Fear used to accompany me on my walks in the woods. My heart would pound and my nerves would scream, afraid of what might be hiding behind stumps and fallen trees.
This is not so much the case anymore, not that fear can’t roar and catch me off guard, because it can, but I’ve found a courage and a strength that I didn’t used to have.
Even when I saw the warning sign announcing mountain lions in the area, I kept walking. There was no sign announcing bears, at least not one that I noticed, but it’s a given in Western Montana that they are everywhere. Knowing this didn’t detour me either.
Actually, what came to mind was a friend of mine, Don. Don makes fabulous walking sticks, ones that I could reach high into the sky with, make myself bigger than life, just in case I ran into a mountain lion.
I could stand tall and announce myself to the lion, let him know I was to be reckoned with, even if I didn’t feel like it. I’m sure this futuristic-lion would appreciate Don’s amazing sticks.
A bear, on the other hand, most likely wouldn’t give a damn that I carried one of Don’s amazing walking sticks. Not in the slightest. The bear may even take offense. But do I not venture into the woods because of the possibility of running into a bear?
Living life entails risk at any time, with anything that I do. Even the types that are hidden, seemingly secured in neat packages that say, “No risk here.”
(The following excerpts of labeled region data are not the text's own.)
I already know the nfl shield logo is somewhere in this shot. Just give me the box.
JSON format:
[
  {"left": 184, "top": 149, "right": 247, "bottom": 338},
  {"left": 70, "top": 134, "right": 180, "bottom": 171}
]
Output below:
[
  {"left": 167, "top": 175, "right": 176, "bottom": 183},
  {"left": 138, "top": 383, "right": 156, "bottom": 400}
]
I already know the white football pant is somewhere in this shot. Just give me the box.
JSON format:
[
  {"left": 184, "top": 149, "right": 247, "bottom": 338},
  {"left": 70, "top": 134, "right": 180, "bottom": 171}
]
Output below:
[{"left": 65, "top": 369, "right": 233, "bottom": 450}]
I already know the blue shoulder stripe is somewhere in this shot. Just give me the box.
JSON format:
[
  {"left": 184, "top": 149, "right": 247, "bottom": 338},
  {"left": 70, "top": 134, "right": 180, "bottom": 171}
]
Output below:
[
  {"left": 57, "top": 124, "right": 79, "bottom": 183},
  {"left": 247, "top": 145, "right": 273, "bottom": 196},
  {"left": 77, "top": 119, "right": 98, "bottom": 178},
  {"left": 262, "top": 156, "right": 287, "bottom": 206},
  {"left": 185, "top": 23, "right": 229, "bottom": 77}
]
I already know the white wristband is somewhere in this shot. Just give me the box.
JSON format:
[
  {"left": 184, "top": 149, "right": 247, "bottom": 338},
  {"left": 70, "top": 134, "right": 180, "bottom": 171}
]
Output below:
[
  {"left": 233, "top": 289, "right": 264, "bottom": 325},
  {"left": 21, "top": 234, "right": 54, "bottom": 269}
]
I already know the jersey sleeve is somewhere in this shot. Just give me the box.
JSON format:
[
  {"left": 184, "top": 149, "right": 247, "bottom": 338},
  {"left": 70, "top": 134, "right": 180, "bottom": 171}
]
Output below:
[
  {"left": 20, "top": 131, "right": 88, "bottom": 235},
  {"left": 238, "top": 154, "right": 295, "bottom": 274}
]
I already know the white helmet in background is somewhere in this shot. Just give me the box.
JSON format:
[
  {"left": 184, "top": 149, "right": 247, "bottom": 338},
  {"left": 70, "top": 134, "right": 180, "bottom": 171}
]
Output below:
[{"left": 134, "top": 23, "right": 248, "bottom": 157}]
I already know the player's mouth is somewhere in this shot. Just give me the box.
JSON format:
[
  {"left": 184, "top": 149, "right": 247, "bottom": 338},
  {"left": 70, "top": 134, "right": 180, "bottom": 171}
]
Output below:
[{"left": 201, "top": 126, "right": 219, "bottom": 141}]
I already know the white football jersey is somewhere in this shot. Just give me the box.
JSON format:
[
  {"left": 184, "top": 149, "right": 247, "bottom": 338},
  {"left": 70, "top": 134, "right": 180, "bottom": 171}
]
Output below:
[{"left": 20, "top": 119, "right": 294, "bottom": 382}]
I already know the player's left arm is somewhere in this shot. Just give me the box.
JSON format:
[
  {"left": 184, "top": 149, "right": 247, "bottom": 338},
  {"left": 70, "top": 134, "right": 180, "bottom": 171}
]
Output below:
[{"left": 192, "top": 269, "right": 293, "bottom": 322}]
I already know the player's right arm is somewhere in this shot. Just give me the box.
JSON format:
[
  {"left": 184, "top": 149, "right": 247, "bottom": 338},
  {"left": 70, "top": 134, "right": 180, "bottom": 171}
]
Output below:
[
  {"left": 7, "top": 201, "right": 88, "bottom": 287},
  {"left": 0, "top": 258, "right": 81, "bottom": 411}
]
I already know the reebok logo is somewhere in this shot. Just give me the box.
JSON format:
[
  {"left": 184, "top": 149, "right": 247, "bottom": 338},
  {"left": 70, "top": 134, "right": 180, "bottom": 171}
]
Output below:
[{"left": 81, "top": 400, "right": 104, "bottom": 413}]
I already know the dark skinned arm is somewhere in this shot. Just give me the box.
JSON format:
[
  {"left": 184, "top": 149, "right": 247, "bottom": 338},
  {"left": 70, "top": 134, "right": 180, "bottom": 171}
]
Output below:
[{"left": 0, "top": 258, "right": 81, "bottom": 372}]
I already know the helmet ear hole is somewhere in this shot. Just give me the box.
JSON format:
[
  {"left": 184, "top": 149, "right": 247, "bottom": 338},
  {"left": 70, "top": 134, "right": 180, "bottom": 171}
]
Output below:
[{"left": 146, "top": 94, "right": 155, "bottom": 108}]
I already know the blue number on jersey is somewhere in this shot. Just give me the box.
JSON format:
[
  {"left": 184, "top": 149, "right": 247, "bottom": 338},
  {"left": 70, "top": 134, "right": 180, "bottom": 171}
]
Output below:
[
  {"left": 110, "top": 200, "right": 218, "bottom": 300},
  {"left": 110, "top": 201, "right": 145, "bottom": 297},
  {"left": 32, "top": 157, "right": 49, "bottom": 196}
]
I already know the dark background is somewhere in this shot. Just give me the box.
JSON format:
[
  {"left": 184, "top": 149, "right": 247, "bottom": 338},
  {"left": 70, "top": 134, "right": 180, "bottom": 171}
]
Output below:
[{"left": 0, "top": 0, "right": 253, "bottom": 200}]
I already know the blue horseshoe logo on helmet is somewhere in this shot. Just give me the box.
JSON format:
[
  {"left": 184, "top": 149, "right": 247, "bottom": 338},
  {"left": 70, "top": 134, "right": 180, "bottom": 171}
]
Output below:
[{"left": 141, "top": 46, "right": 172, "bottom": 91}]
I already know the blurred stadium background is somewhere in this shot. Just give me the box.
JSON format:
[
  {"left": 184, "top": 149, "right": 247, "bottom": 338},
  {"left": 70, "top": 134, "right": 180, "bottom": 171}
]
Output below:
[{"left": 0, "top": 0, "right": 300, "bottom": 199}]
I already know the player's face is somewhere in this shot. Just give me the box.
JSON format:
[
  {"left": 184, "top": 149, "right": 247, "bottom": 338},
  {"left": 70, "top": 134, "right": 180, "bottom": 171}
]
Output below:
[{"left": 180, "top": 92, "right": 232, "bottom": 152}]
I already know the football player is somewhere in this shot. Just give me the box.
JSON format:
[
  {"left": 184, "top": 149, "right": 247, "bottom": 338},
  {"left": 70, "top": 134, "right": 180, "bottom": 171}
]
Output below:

There may be more risk in taking a walk downtown than walking on this quiet, empty trail in the wilderness. Sometimes there is more risk staying inside my house alone, with only myself to keep me company.
Living life inspite of the fears that may quake my footing, requires perseverance and faith.
Perseverance to gather what’s needed to be prepared, because it’s beneficial to know what to do if I cross paths with a bear or a mountain lion or a driver that doesn’t stop for pedestrians. Even knowledge about how I can change into a negative, self-annihilating woman when left alone for too long is beneficial to know.
Faith helps me step into action, despite the risks, because, the truth is, the outcomes of my life are none of my business. My business lies in experiencing this life. When I lay my head down and expel my last breath, I can die without regret from inaction.
I spent many years wasting away with inaction and fear and fantasies of what could be “if only”, which usually meant it was someone else’s responsibility to get me out or change or save me from myself.
So many minutes lost. So many days deluged with negativity and self-annihilation.
Not today. Not anymore. I want to breathe in life until I’m not able, and then I’ll suck one more in for good measure and leave this world knowing little regret but much beauty.